As I have pointed out before, this misses the time-based aspect. Just because something is all the rage now, and genuinely needs to evolve quickly to respond to rapidly changing business needs, does not mean that will always be the case.

Don’t get stuck in the past

Where I do encounter visibly un-appreciated IT teams, without resources or standing, that is because somebody somewhere missed that key transition. Instead of their job being "supporting the business", in their minds the job description has become "provisioning servers" or "deploying patches" or whatever.

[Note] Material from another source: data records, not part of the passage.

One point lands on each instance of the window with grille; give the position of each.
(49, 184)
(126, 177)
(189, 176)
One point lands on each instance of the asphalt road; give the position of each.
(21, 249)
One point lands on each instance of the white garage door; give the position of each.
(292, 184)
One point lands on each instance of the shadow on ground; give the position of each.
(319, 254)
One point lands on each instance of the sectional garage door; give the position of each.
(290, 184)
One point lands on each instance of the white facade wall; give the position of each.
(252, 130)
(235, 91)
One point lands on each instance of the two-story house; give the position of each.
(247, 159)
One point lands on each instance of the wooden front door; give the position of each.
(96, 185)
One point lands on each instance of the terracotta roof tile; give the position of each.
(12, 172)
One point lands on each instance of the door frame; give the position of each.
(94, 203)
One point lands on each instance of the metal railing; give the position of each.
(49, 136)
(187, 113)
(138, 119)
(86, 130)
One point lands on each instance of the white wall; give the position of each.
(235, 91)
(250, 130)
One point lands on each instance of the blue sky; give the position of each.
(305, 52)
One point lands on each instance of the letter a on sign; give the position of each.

The Gartner people do call out this attitude - see this slide, from that same keynote:

I encounter this type of push-back all the time, pushing a new solution that is disruptive to the existing process. IT people need to be persuaded of the value of changing something that is known to work. The mantra is "if it ain’t broke, don’t mess with it" - and for very good reason! There is a point, though, when that precautionary attitude crosses over and becomes full-blown reactionary.

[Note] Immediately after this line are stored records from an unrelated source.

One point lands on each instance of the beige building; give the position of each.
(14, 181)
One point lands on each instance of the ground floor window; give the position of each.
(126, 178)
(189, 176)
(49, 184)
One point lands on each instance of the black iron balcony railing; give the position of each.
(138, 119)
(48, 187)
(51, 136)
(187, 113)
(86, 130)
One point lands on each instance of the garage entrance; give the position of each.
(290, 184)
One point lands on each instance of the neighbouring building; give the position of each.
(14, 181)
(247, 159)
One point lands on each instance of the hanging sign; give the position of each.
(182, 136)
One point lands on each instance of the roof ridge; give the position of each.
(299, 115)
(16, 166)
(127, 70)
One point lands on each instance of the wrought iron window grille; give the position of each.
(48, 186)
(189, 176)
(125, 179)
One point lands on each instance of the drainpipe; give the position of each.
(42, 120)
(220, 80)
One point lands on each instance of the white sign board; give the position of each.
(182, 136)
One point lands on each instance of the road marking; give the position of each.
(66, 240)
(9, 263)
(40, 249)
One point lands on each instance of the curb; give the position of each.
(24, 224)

A good sanity check is to go through this deck from a presentation by Casey West, and see if you recognise yourself or your routine activities.

I get it, it’s highly technical work, it takes time, you’ll notice it if it goes wrong - but ultimately, the main metric - the only metric that matters - is whether IT delivered the outcome that the business required.

Behind the scenes, we IT people need to figure out all sorts of things, but we need to recognise that, to the business, this is about as interesting as the facilities maintenance. Sure, if the bins don’t get emptied or the lift plummets down its shaft, that would be bad, but as long as everything is humming along nicely, it’s invisible. To the business, IT is the same: as long as business outcomes are being achieved, all is well, and if the business result isn’t there, nothing else matters.

Arguing about what is Mode 1 and Mode 2 is to miss the point

The ongoing argument about bimodal IT is a mirror image of the ITIL conversation. ITIL is a useful roadmap, but it goes bad when people are so focused on the map that they start to try to adapt reality to the map. In the case of bimodal IT, nobody is actually suggesting that organisations split their organisations into two and starve Peter to pay Paula. Instead, the notion of bimodal IT is a useful short-hand to talk about existing realities within IT.

Once the time factor is added, bimodal IT is not that different from pace layering, but that model never really seemed to catch on - perhaps because it was overly complex and dynamic. Instead, we are (still) arguing about how bimodal is too binary and static. After spending time actually talking to Gartner people about this stuff, I recognise it as a description of a spectrum, and one that is dynamic. A particular technology will move along the spectrum over time, and that movement needs to be recognised in the processes that deal with that particular technology.

Now that’s taken care of, we can all go back to arguing about private cloud.


  1. Normally people say "I got back from" whatever event, but being me, I’m still on the road, and won’t get home for some time yet.